7. Deciding who is responsible for compliance management is vital. We’re seeing a trend towards operators appointing a risk manager to cover various compliance elements across the business. However, problems can arise – for example, financial risk is totally different to food safety risk, so the skills and expertise to manage both may not be available in-house.  

Get a true picture of risk at every site

8. Risk is often discussed at Board level, however, the true level of risk on a site-by-site basis does not always filter back through the various management levels back to the boardroom. Area and regional managers have been known to paint a picture of compliance control within their designated areas, to avoid a poor performance score affecting their reputation. It’s therefore advisable for the Board to instruct an independent source that is not encumbered by internal politics to produce risk and compliance data for a true reflection of the company’s risk status.

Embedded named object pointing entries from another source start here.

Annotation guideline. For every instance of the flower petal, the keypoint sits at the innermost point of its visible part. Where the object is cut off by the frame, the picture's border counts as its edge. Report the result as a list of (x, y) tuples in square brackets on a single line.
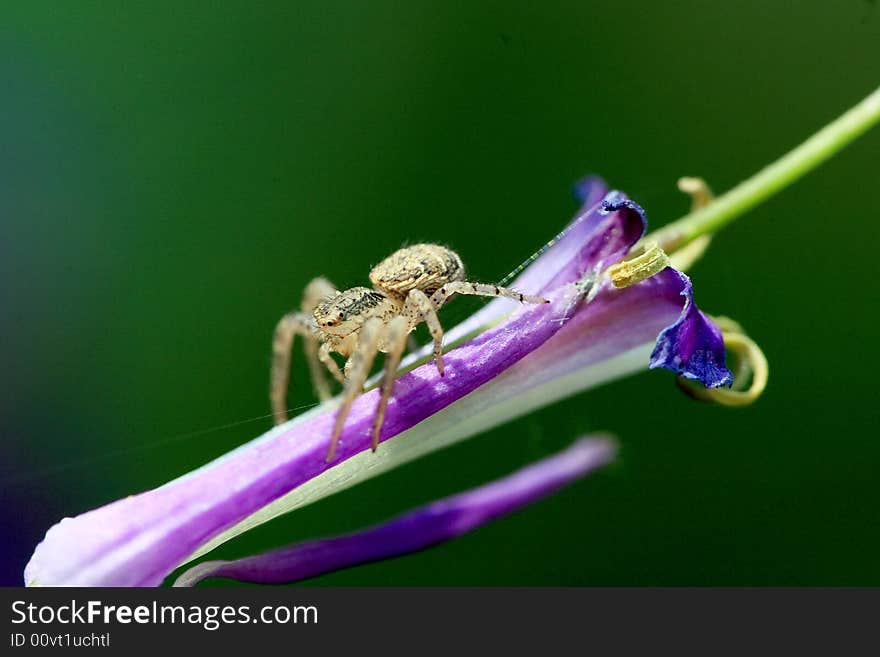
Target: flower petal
[(535, 278), (693, 346), (137, 541), (417, 529)]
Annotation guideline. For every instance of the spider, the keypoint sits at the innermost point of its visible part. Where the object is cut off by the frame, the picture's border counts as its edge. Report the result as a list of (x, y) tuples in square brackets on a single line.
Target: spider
[(409, 287)]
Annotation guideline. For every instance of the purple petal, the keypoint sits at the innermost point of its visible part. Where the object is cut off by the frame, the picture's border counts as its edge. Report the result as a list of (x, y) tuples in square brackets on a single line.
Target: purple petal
[(589, 191), (137, 541), (416, 530), (692, 347)]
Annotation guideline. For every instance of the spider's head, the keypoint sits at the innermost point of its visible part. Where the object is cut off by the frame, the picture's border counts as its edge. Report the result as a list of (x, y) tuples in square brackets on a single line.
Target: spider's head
[(345, 312)]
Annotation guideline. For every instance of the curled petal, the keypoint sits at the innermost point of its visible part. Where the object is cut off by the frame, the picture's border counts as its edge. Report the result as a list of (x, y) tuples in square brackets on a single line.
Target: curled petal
[(415, 530), (693, 346)]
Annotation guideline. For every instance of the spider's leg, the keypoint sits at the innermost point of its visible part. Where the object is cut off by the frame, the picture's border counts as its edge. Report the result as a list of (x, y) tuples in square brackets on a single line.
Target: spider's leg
[(358, 368), (395, 342), (418, 307), (315, 292), (282, 342), (329, 363), (481, 290)]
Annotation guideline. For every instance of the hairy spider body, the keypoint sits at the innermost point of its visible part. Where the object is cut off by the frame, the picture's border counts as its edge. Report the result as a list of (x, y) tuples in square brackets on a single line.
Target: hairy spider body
[(410, 286)]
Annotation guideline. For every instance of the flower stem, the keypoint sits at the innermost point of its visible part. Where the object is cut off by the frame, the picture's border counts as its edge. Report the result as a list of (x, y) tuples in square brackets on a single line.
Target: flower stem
[(772, 178)]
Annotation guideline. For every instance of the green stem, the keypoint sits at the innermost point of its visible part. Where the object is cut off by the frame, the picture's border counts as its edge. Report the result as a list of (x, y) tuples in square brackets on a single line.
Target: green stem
[(771, 179)]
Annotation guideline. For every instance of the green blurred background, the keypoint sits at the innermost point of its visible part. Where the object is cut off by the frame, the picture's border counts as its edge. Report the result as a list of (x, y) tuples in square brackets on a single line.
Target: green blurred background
[(173, 173)]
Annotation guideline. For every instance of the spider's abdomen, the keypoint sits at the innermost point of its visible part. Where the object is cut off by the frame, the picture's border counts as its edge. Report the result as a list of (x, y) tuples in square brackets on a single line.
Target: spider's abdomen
[(345, 312), (425, 267)]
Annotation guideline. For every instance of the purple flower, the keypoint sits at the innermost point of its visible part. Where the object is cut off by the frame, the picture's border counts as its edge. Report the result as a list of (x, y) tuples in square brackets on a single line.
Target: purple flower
[(529, 356), (416, 530)]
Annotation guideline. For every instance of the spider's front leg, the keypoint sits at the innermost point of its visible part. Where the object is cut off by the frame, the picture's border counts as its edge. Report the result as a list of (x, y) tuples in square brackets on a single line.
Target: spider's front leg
[(292, 324), (417, 308), (357, 369), (442, 295), (282, 342), (316, 291), (395, 340)]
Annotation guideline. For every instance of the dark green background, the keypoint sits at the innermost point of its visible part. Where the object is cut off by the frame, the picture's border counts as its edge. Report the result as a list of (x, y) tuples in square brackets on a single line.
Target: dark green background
[(173, 173)]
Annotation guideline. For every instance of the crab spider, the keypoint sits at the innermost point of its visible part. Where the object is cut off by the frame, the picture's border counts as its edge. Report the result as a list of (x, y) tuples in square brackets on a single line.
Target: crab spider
[(409, 287)]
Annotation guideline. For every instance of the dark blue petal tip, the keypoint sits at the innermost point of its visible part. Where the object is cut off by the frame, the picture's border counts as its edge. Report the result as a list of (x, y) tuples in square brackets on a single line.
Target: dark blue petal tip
[(693, 347)]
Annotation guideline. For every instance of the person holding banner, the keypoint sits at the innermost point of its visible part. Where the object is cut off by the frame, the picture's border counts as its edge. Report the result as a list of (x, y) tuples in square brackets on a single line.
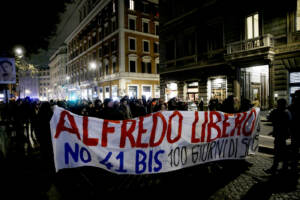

Watch all branches of the brand

9. Franchising has grown to be a significant force in the UK economy. However, it’s important for operators with a franchise business model to ensure that not only do franchisees stay on-message with the brand, but also adhere to parent company principles when it comes to food safety – something which is not easy to regulate. Remember, one break in the compliance chain can lead to a collapse in remaining procedures, making it difficult to recover from reputational damage.

Waste not want not

10. It’s not only food safety compliance that’s hot on the risk agenda for 2020. Waste management is also a top contender as we enter a time of heightened awareness among consumers about sustainability and the true cost of eating out – not only financial but environmental too. It’s therefore advisable for operators to treat waste and the business approach to it with the same honesty as food safety.